Восемнадцатого августа с утра зарядил дождь и лил; не переставая в течение четырех с половиной часов. Начался он с грозы. Сверкнула молния, загремел гром, и после короткой небесной артподготовки на землю посыпались тепловатые дождевые капли.
Исполинская свинцовая туча, сплошь застилавшая небо, все ниже и ниже спускалась к земле. Когда гигантское облако, казалось, наползло на верхушки деревьев, откуда ни возьмись задул порывистый ветер и тихий дождик сменился бурным ливнем. С высоты обрушились ушаты ледяной воды. Наконец небосвод снова заголубел, только стал чуть бледнее, чем до бури. Солнечный диск словно увеличился в объеме, и края его как бы зарылись в облака. Солнце светило истомленно.
На следующий день начался листопад. Ветер подхватывал тронутые желтизной листья, швырял их ввысь и ронял обратно на землю.
– Я где-то читал, что сухие листья в России падают с деревьев, как свинец: никуда не отклоняясь, прямиком на землю, – заметил генерал-майор Енеи. – Черт бы побрал всех этих балбесов-писак! Чего только они не придумают!
– Возможно, писатели и не врут, – отозвал Шторм. – Может, русские листья действительно падали именно таким образом… в царские времена.
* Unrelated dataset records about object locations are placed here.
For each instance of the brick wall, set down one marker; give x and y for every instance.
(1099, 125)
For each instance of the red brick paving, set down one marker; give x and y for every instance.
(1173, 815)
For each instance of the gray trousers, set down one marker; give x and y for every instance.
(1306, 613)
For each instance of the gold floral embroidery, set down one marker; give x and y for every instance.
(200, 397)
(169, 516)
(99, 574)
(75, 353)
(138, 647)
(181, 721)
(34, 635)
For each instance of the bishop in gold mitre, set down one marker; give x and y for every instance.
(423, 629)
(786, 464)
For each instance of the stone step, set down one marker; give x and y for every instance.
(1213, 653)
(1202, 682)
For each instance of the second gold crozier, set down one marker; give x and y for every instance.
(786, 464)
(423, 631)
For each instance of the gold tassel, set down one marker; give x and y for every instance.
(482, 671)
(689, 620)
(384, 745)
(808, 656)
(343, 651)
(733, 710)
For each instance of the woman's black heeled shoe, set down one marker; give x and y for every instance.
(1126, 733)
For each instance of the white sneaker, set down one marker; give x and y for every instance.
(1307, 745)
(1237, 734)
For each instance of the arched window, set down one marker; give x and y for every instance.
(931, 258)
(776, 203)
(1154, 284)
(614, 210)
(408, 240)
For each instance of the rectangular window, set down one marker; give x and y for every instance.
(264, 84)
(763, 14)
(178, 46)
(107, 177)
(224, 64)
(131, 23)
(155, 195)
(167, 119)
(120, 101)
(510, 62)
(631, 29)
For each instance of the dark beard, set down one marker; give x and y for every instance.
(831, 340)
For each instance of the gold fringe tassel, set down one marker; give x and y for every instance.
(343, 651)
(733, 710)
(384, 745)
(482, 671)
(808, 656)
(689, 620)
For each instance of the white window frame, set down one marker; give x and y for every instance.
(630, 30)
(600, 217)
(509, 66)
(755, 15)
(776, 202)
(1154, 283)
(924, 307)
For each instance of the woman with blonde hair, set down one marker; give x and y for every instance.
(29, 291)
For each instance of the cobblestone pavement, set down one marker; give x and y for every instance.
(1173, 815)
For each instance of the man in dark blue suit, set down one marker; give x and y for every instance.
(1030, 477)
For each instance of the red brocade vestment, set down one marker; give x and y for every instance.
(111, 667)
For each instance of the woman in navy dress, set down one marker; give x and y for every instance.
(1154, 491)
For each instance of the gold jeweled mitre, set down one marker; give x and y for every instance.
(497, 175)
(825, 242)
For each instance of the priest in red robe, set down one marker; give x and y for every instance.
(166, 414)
Но эти большевики все переиначили. – И граф с любопытством, чуть насмешливо покосился на генерал-майора.
Енеи пробормотал что-то неразборчивое, повел плечами и тяжело вздохнул.
– Вот и дуче тоже свергли! – продолжал генерал-лейтенант.
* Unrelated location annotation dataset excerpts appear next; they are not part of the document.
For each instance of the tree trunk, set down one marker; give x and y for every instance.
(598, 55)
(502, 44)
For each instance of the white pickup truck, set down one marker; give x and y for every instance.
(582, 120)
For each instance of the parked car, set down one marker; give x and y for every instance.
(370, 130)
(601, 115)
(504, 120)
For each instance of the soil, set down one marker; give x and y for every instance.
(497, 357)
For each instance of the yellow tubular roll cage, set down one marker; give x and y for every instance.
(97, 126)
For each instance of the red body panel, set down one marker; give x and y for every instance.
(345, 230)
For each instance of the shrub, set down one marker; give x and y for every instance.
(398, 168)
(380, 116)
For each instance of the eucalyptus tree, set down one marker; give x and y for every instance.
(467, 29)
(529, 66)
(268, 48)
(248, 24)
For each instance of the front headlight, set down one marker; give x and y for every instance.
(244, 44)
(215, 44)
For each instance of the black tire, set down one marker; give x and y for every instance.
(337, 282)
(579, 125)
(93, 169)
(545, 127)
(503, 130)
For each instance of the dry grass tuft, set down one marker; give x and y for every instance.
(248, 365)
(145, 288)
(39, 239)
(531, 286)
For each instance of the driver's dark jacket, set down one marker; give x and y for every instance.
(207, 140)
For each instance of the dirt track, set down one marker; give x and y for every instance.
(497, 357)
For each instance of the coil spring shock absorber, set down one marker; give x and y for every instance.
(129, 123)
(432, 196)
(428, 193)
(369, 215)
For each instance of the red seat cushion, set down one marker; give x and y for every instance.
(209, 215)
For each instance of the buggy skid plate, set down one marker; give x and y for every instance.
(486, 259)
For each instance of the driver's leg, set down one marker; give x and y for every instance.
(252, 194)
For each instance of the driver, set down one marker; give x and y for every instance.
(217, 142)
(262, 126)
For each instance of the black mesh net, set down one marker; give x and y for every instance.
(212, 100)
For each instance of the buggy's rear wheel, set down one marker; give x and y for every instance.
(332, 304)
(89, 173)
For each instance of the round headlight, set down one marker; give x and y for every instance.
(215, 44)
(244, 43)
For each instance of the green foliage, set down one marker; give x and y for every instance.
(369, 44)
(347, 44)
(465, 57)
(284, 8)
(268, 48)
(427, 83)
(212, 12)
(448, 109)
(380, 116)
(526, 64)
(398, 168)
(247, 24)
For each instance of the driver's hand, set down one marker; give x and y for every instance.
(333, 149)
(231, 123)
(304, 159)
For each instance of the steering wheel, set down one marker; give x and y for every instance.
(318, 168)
– Меня это не удивляет, – ответил Енеи. – Муссолини никогда не был настоящим солдатом. Знаю по собственному опыту. Как-то на параде в Риме мне пришли продефилировать вместе с ним перед строем почетного караула. Это было ужасно! Ходить с ним в ногу совершенно немыслимо: то он делал чересчур длинный шаг, то совсем мелкий… Значит, и он провалился?..
– Да, – печально сказал Шторм. – С тех пор как я об этом узнал, вернее, даже немного раньше, я все думаю: вот и еще что-то кануло в вечность. Точно сказать, что именно, не могу, но знаю, чувствую – ушло… ушло безвозвратно…
Енеи промолчал. Он не любил старческих причитаний. А «старческими причитаниями» или «враждебными выпадами» он называл все, чего не понимал.
– С нетерпением жду Чонтоша! – перевел он разговор на другие рельсы.
– Подождем, – заметил генерал-лейтенант. – Важно, чтобы он добился успеха. Терпение – наше оружие.
Енеи хотелось спросить, кого подразумевает граф, говоря слово «наше», но воздержался, ибо давно усвоил правило, что иные вопросы вовсе не следует уточнять.
После того как Чонтош примкнул к тем, что не были склонны взирать безучастно на гибель Венгрии, ему было дано задание объехать лагеря, где по преимуществу находились гонведы и венгерские офицеры. Русское военное командование эту поездку разрешило и даже предоставило в распоряжение подполковника грузовую машину. Чонтоша сопровождали капитан Йожеф Тот и Мартон Ковач, а также гвардии капитан Давиденко с двумя красноармейцами.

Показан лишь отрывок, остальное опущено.